Importing geometry for machining in CNC Programming - Time & Space Complexity
When importing geometry for machining, it's important to know how the time needed grows as the geometry gets bigger.
We want to understand how the program's work changes when the shape has more points or lines.
Analyze the time complexity of the following code snippet.
IMPORT GEOMETRY "part.dxf"
FOR EACH ENTITY IN GEOMETRY
PROCESS ENTITY
END FOR
GENERATE TOOLPATH
END
This code imports a geometry file, processes each shape element one by one, then creates the toolpath for machining.
Look for repeated actions that take time.
- Primary operation: Loop over each geometry entity to process it.
- How many times: Once for every entity in the imported geometry.
As the number of geometry entities grows, the processing time grows too.
| Input Size (n) | Approx.
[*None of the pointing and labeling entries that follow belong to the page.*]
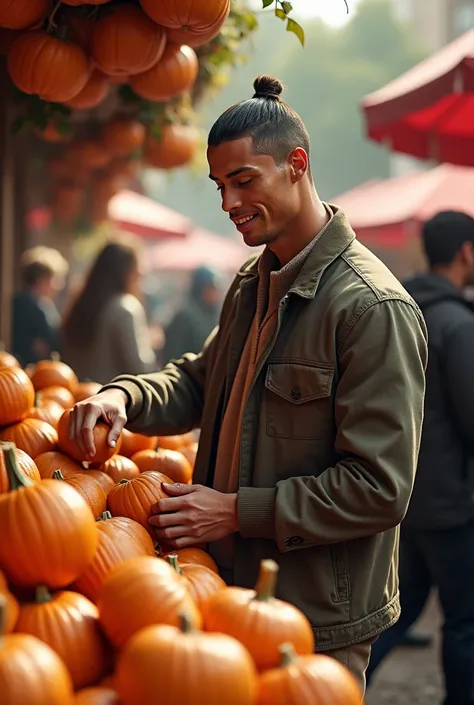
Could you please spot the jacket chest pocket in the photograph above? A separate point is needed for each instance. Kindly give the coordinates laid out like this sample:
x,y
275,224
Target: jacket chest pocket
x,y
299,401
Operations |
|---|---|
| 10 | 10 processing steps |
| 100 | 100 processing steps |
| 1000 | 1000 processing steps |
Pattern observation: The work grows directly with the number of entities; double the entities, double the work.
Time Complexity: O(n)
This means the time to import and process grows in a straight line with the number of geometry elements.
[X] Wrong: "Importing geometry always takes the same time no matter how big the file is."
[OK] Correct: The program must handle each shape element, so more elements mean more work and more time.
Understanding how processing time grows with input size helps you explain and improve machining programs clearly and confidently.
"What if the code processed only half of the geometry entities? How would the time complexity change?"